2.2 Measurement methodology

As stated before, the measurement methodology is derived from ASTM D7843-21 standard, first after the sampling procedure we proceeded to the heating and incubation procedures.

2.2.1 Sample heating and incubation

Using manual practice (ASTM D4057) or automatic practice (ASTM D4177), 7 representative samples of approximately 150 mL of the hydraulic fluid were obtained from the hydraulic circuit tank. Each sample was heated to 65°C for 24 h simultaneously and then stored away from UV light at a temperature between 15°C and 25°C, in an enclosed cabin. Each sample was removed from the cabin after its incubation period was performed:

• 0 h

• 12 h

• 24 h

• 48 h

• 72 h

• 96 h

• 120 h

The selection of incubation periods was informed by prior experience in conducting MPC testing, given that samples with an incubation period exceeding 120 h generally exhibit no significant change in discoloration. It’s important to note that the extension or reduction of the incubation period should always be reported in testing documentation as a deviation of Standard’s methodology.

2.2.2 Sample preparation

• Recorded the date and time at the beginning of the test.
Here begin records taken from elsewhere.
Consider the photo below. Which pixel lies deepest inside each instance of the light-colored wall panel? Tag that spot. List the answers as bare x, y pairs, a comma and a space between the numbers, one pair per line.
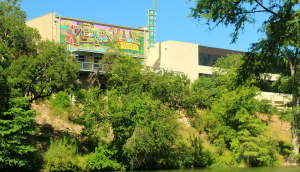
45, 25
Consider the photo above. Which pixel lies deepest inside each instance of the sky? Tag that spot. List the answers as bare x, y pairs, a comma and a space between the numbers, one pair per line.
172, 22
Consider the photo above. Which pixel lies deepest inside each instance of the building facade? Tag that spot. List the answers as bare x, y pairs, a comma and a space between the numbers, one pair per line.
194, 61
88, 41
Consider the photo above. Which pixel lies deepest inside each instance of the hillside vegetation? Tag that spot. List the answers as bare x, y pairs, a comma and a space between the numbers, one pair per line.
150, 121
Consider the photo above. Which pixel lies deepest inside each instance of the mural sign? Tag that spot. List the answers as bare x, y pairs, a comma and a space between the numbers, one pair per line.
89, 36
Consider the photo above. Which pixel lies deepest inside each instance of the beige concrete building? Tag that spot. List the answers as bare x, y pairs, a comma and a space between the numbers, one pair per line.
194, 60
88, 41
191, 59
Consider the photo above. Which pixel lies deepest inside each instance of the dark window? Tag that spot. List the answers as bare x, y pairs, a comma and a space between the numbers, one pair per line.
205, 75
97, 59
208, 60
202, 59
80, 58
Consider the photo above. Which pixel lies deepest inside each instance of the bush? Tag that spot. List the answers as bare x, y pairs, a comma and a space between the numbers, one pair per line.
61, 100
101, 159
62, 155
61, 103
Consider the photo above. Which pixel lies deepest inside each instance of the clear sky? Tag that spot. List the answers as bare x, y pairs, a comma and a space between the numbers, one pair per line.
172, 21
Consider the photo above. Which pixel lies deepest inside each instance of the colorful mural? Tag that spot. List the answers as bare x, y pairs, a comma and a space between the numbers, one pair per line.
89, 36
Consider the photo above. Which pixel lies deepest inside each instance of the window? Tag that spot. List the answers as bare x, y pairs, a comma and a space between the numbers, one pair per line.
96, 60
205, 75
80, 58
208, 59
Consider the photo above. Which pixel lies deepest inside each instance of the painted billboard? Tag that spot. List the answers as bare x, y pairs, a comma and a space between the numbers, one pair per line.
89, 36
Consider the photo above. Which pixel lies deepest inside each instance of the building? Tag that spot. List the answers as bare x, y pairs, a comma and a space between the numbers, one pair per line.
89, 41
195, 60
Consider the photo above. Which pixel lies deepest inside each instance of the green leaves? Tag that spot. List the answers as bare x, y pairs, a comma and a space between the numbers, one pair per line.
40, 74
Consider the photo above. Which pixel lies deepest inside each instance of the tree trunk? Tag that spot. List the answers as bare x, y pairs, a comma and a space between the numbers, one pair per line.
294, 124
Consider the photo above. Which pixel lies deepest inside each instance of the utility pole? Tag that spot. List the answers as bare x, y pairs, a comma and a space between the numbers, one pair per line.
151, 15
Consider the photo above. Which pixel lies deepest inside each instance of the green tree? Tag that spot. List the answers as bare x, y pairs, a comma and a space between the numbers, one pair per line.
49, 69
26, 66
278, 51
16, 124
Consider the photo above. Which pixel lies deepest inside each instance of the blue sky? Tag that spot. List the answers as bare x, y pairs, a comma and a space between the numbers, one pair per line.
172, 21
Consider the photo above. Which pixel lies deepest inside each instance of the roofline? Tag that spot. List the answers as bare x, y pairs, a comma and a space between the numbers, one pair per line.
222, 49
87, 21
202, 46
39, 16
176, 41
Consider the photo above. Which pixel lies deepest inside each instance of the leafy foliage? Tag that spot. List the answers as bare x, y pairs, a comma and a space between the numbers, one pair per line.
278, 52
62, 155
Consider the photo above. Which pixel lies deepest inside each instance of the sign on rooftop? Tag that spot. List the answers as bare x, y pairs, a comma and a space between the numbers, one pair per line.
89, 36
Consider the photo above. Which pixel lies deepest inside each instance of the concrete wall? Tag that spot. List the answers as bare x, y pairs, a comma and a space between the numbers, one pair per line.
175, 56
45, 25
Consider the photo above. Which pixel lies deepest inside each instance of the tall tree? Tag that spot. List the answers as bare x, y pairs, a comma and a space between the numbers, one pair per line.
278, 51
29, 69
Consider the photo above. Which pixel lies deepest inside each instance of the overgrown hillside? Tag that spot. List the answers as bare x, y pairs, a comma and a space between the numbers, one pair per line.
150, 121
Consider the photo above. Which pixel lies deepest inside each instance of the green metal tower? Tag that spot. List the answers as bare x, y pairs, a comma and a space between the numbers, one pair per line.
151, 15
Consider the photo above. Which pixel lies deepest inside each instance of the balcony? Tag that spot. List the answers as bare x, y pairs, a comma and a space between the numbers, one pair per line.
91, 67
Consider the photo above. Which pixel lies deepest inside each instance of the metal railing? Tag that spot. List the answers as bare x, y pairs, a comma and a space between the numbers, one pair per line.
91, 66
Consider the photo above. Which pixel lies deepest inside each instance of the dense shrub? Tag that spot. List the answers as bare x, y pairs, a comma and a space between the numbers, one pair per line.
62, 155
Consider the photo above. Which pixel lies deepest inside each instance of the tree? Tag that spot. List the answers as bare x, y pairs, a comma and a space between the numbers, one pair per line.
28, 67
49, 69
278, 51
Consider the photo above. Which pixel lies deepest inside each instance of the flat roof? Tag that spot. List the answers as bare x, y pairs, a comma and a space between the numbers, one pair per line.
87, 21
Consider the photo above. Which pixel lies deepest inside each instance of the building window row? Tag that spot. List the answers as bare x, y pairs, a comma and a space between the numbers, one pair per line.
208, 59
205, 75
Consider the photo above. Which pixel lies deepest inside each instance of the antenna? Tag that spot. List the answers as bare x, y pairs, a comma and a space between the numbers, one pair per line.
151, 15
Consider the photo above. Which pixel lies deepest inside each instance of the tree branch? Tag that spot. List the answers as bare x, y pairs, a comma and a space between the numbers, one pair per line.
265, 7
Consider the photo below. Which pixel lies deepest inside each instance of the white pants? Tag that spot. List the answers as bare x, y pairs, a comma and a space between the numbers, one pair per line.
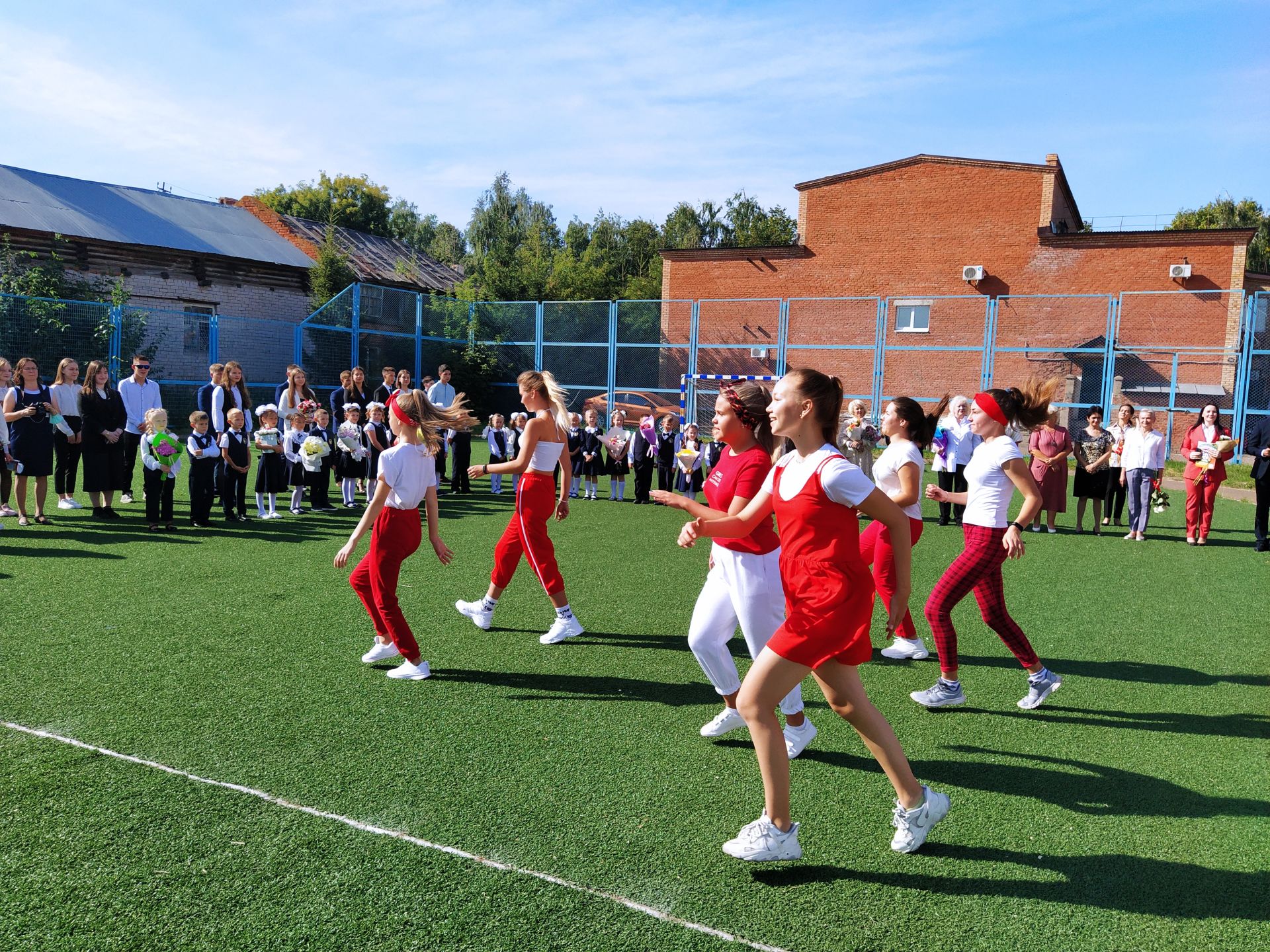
742, 589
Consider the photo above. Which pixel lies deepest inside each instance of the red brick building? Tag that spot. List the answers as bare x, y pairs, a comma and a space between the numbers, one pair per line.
906, 230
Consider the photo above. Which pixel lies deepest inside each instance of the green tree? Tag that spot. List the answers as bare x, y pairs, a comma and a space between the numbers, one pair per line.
1224, 212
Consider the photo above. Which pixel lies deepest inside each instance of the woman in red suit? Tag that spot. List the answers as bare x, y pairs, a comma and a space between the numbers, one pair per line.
1197, 450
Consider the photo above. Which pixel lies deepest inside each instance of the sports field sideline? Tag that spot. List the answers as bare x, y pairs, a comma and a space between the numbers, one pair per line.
1128, 813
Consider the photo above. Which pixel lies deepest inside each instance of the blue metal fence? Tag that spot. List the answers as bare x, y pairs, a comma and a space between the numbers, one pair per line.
1167, 350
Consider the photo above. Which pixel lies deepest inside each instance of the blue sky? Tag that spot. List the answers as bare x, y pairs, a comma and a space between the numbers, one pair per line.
633, 107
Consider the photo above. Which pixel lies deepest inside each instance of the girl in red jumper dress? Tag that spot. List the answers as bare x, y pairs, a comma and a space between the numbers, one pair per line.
828, 601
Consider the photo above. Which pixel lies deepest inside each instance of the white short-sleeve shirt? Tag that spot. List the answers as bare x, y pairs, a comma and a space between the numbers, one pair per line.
842, 481
887, 469
409, 470
990, 487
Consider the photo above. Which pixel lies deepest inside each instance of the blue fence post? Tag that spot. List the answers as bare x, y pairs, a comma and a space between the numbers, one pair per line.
418, 337
538, 335
357, 323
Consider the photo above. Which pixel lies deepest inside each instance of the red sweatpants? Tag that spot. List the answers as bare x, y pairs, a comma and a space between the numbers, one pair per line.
527, 534
396, 537
875, 550
1199, 507
977, 569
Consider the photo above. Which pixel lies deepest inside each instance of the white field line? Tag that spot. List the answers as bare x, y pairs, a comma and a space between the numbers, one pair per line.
398, 834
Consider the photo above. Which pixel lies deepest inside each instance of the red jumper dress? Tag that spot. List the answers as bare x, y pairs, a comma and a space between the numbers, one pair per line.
828, 589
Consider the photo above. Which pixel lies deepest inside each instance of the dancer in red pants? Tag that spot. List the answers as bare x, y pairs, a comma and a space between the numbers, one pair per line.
996, 470
544, 444
407, 476
898, 474
828, 602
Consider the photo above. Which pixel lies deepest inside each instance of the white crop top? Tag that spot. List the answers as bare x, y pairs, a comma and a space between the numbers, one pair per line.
545, 456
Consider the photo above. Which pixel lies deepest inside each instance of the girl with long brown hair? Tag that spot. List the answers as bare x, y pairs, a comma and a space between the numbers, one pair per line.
407, 476
996, 470
542, 444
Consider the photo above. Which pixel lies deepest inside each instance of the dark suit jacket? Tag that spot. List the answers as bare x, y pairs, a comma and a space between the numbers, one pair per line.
1257, 438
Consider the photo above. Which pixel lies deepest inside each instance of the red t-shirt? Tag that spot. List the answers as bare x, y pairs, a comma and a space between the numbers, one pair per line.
742, 475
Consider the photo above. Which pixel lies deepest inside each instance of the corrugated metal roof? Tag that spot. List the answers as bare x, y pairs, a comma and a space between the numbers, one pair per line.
136, 216
381, 259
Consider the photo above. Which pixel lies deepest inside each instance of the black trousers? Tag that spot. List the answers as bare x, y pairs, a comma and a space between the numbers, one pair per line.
1114, 496
1259, 522
952, 481
462, 451
643, 480
233, 492
131, 441
202, 489
66, 456
159, 493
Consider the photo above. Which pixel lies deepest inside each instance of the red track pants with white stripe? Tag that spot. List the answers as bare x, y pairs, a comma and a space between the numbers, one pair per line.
396, 537
527, 534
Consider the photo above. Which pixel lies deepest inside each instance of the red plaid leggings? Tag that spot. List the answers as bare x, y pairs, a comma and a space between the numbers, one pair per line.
977, 569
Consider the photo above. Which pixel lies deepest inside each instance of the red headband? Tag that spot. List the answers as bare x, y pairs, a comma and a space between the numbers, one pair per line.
988, 404
398, 412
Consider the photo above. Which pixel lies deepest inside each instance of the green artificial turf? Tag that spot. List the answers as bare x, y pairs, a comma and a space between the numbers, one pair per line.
1128, 813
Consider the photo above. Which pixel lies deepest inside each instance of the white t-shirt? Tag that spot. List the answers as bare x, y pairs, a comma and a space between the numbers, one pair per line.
409, 470
990, 485
887, 469
843, 483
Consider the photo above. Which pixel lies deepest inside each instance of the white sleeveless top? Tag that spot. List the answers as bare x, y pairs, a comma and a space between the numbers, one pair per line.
545, 456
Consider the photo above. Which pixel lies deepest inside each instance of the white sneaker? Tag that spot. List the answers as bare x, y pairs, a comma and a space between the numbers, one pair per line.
912, 826
798, 738
910, 649
727, 720
473, 610
761, 842
380, 653
560, 630
411, 672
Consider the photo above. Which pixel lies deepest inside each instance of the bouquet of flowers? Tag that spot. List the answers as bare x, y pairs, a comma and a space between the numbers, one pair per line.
1212, 451
349, 438
312, 452
168, 448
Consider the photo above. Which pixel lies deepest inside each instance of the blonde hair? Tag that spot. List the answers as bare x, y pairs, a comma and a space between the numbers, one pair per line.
432, 419
545, 382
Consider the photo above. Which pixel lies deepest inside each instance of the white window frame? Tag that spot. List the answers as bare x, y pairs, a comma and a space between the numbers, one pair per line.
915, 302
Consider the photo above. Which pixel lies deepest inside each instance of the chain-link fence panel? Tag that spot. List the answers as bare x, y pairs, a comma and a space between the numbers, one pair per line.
48, 331
839, 337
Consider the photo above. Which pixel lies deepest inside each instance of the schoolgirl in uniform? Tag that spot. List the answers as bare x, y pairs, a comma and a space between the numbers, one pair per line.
351, 463
592, 455
271, 469
298, 476
574, 441
542, 447
407, 476
619, 463
689, 480
745, 582
995, 471
898, 473
828, 600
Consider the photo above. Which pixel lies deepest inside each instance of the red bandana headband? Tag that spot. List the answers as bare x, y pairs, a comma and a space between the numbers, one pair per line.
990, 407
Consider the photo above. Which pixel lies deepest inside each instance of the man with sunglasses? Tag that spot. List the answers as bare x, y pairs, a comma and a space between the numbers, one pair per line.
139, 394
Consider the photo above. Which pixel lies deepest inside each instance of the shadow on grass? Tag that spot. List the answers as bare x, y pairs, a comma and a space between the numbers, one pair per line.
1128, 670
1111, 881
552, 687
1079, 786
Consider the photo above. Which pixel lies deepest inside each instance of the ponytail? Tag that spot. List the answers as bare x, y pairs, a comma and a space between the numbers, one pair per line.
545, 382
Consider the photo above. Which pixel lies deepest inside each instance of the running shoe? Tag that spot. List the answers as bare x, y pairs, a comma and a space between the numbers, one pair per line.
912, 826
727, 720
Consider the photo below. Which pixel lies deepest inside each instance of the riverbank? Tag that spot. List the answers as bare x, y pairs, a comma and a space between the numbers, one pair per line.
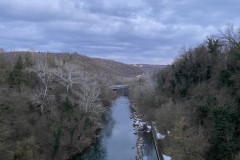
118, 139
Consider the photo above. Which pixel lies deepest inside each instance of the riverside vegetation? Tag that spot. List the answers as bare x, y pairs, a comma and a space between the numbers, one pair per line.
51, 104
197, 99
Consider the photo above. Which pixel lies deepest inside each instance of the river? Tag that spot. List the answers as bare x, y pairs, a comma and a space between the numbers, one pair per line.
117, 140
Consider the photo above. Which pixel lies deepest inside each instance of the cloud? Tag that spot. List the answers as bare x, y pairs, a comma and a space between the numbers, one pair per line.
137, 31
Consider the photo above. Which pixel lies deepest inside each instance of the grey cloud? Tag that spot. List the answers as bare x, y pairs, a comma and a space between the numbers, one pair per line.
137, 31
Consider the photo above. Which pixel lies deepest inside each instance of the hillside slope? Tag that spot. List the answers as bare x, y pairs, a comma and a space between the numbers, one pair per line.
197, 100
51, 104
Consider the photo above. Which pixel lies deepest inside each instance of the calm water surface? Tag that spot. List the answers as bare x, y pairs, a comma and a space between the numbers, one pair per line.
117, 139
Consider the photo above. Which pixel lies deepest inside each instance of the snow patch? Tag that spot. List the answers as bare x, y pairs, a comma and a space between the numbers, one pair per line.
165, 157
160, 136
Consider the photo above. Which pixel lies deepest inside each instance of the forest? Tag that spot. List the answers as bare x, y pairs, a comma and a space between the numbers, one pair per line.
51, 104
195, 101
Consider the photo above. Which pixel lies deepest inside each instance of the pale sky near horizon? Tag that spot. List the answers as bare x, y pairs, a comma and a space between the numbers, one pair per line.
129, 31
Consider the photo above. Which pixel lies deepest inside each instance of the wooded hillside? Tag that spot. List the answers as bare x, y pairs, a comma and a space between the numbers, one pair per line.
51, 104
197, 99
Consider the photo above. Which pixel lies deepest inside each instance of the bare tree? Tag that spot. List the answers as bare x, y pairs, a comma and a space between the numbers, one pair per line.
45, 75
68, 75
89, 97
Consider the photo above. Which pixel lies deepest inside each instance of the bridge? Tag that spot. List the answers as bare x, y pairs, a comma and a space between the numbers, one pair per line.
120, 89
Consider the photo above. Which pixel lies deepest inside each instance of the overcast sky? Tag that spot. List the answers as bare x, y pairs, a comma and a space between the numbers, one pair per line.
129, 31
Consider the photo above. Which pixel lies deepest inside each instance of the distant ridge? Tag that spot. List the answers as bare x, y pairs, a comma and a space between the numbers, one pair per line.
149, 67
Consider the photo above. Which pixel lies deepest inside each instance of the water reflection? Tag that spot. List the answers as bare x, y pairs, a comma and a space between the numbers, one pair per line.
117, 139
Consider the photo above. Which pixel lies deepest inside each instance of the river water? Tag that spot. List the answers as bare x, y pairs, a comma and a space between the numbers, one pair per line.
117, 140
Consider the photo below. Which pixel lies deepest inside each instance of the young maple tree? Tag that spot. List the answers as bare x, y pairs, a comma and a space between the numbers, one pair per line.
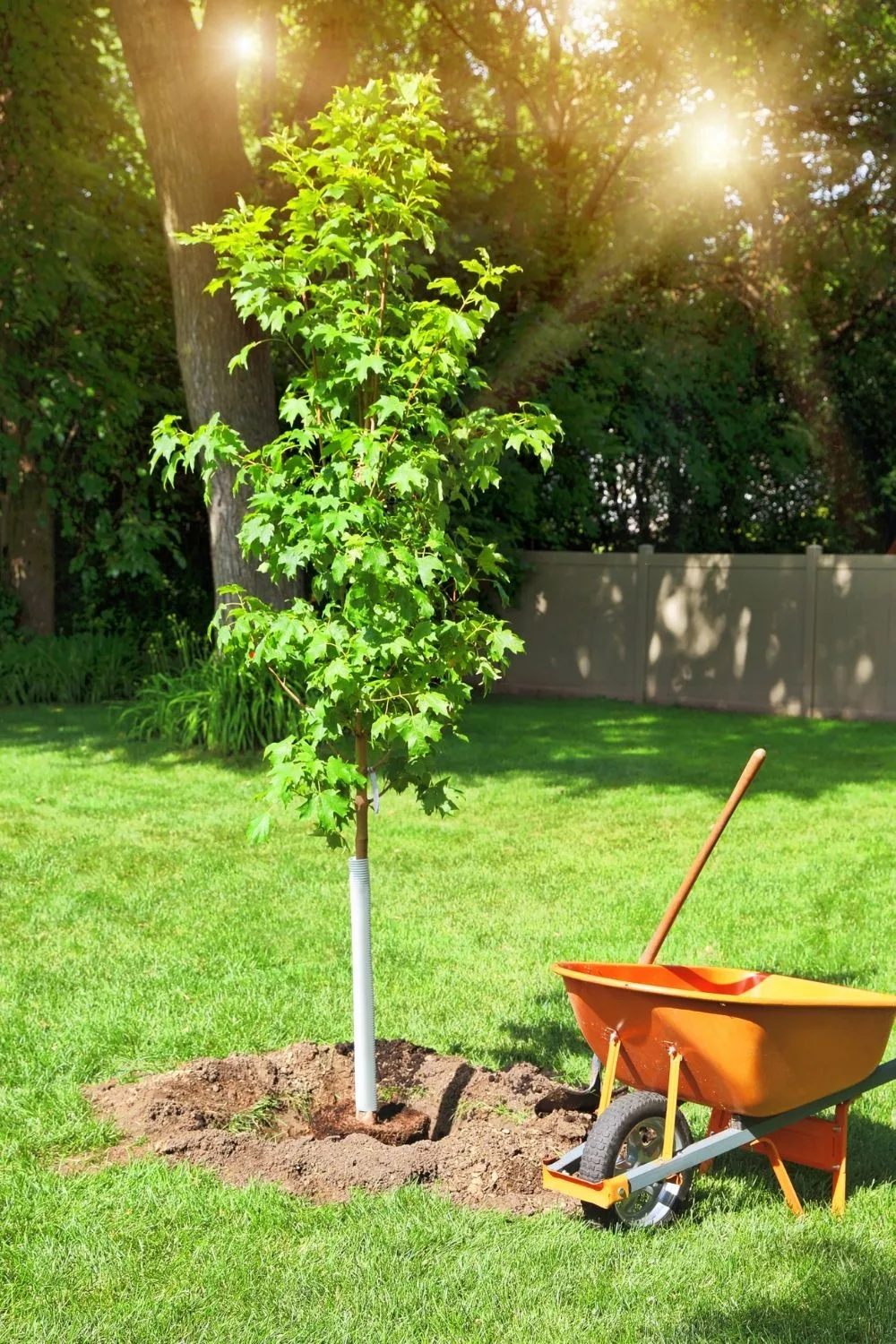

• Achieved uniform resuspension of insoluble contaminants in the sample by vigorous mixing for at least 15 s; post-mixing, no visible sediment should be present at the bottom of the sampling bottle or adhered to its walls.

• Transferred 50 mL of the sample into a clean beaker and added 50 mL of petroleum ether, followed by mixing and stirring for approximately 30 s.

• After completing the heating, incubation, and preparation procedures, all samples were filtered through a 47 mm, 0.45 μm membrane filter using a filtration vacuum apparatus (see Figure 2) (ASTM D7843-21, 2021).

FIGURE 2

FIGURE 2. Diagram of the filtration apparatus.

2.2.3 Sample filtration

• Using forceps, positioned the filter in the center of the filter holder and securely clamped the filter funnel in place.

• Applied a vacuum of approximately 76 kPa, ensuring the vacuum was achieved and maintained.

• Carefully poured the sample into the filter funnel within 2 min of initial mixing. • Rinsed the beaker twice with a minimum of 35 mL of clean petroleum ether.

• Carefully washed any adhering insoluble material from the funnel wall.

• After allowing the filtrate to flow through completely, cautiously removed the clamp and funnel, washing the filter edges gently with petroleum ether from the wash bottle.

• Released the vacuum with carefully, removed the clamp and filter holder.

• Extracted the filter from the filter holder using forceps and transferred it into a clean, dry petri-dish.

• Dried the filter by placing it in a Ecocell 22 laboratory oven until completely dry (approximately around 3 h) (ASTM D7843-21, 2021).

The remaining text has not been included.